I first came to your work through the 'Immigration Song' project. How did that project come about? What made you want to focus on immigration?
I started thinking about immigration as a creative process on a giant scale, the way immigrants shape a city’s culture and turn it into something new. I also liked the idea of
representing historical data in a time-based medium to let you experience the patterns and variations in a compressed way. I had an image of New York as the bridge of a stringed instrument with strings of different lengths radiating out across the map. I prototyped a screen-based digital version and then had a chance to build the physical installation with actual piano wires for a show at the New York Hall of Science.

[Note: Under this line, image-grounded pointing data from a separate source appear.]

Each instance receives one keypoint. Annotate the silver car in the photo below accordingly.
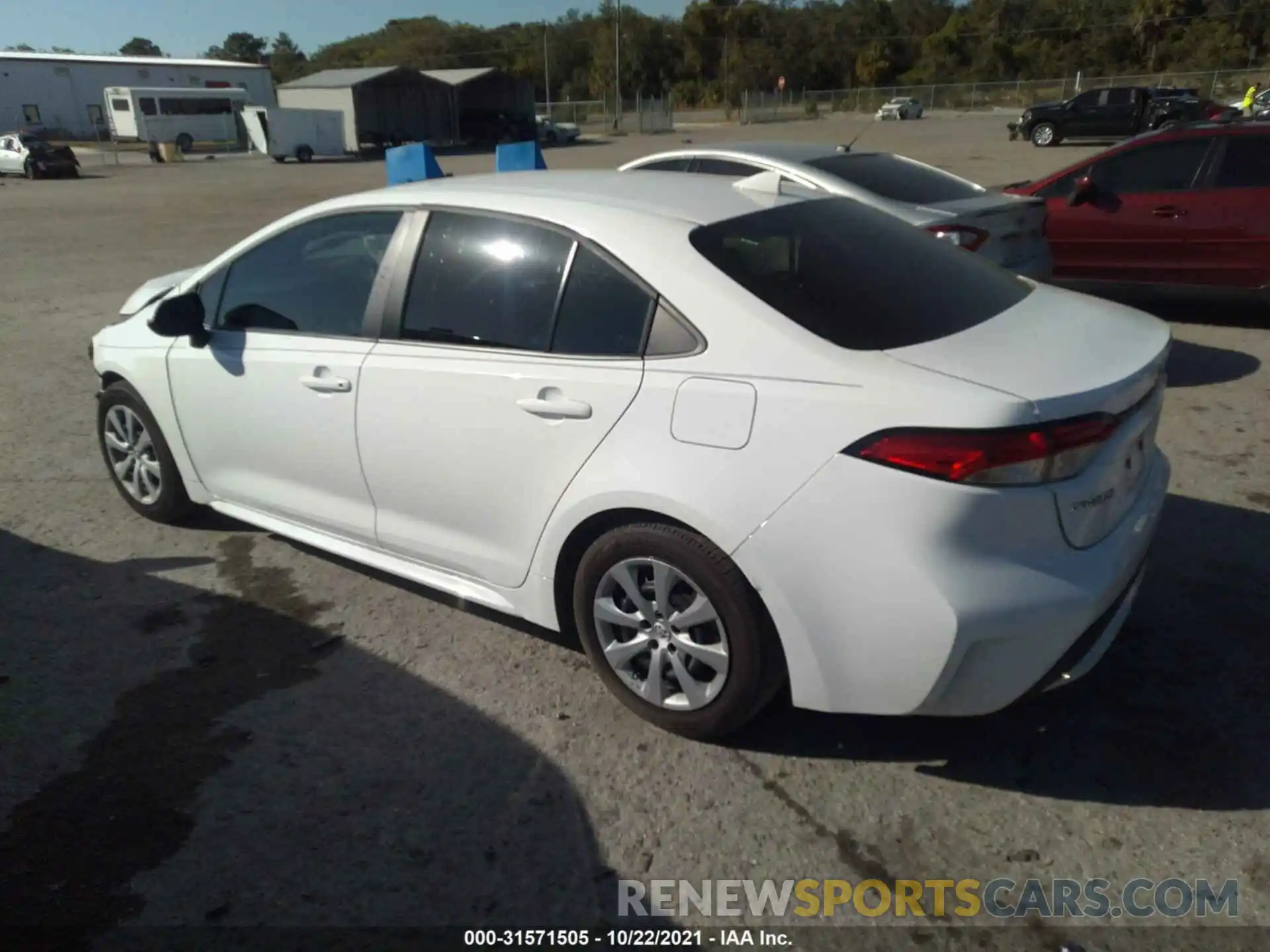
(1009, 230)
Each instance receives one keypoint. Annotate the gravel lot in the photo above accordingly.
(186, 740)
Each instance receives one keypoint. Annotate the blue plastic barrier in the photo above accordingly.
(412, 163)
(519, 157)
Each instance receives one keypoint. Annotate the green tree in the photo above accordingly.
(140, 46)
(239, 48)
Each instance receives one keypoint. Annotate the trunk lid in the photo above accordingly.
(1071, 356)
(1015, 225)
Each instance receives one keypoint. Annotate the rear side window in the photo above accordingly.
(846, 273)
(897, 179)
(1246, 163)
(603, 313)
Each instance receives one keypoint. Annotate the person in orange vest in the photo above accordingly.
(1250, 99)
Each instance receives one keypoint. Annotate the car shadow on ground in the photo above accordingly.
(1174, 716)
(1201, 366)
(255, 770)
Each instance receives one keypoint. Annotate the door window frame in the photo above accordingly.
(372, 317)
(413, 235)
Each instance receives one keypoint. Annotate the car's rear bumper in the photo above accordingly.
(898, 594)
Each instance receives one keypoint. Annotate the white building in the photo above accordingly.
(63, 92)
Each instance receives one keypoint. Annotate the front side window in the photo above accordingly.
(1164, 167)
(845, 272)
(486, 282)
(896, 178)
(314, 278)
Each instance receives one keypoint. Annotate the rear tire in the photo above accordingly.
(738, 635)
(138, 456)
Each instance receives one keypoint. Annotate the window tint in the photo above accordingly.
(897, 179)
(1246, 163)
(1165, 167)
(845, 272)
(1062, 186)
(314, 278)
(603, 311)
(667, 165)
(486, 281)
(726, 167)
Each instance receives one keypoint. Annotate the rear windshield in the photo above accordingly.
(857, 277)
(890, 177)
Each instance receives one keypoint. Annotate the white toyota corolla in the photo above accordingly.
(730, 434)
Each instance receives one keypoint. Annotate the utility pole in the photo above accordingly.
(618, 65)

A lot of your work doesn't fit into the categories that most musicians' work might, yet the songs on your albums have a heavy pop sensibility. How do you see yourself?
There’s a fair amount of artwork that employs pop music as a cultural reference, but I’m more interested in using pop songs as structures to experiment with – it’s nice to have something as sturdy as a song to push up against and hang ideas off of. I’m definitely in between categories in lot of ways: musician, sound installation artist, oral historian, interaction designer, etc. To me, these things all inform each other and I like doing pieces that are hybrids or different types of media.
What other projects do you have in the pipeline?
In June I’ll be doing a large-scale musical sound installation with a group of other artists at the Palais du Tokyo in Paris. I'm writing music for an animated TV special that StoryCorps is producing. I also have another album’s worth of songs for the machines written that I'll get around to recording eventually.
How do you see your work developing in the future?
In general, I’m interested in making my work more immersive and interactive and further exploring the spatial possibilities of using acoustic sound sources. One project I’m working on involves a network of small instruments suspended from the ceiling that are like a weather system that reacts to the positions of viewers in the space. I’d also like to do a large-scale version of my interactive sound piece “Song Cabinet” which lets users trigger automated mechanical instruments by interacting with a set of drawers – kind of an acoustic mixing board. I’d love to do a version with hundreds of drawers filling a room and really let listeners pick different paths for the music to take.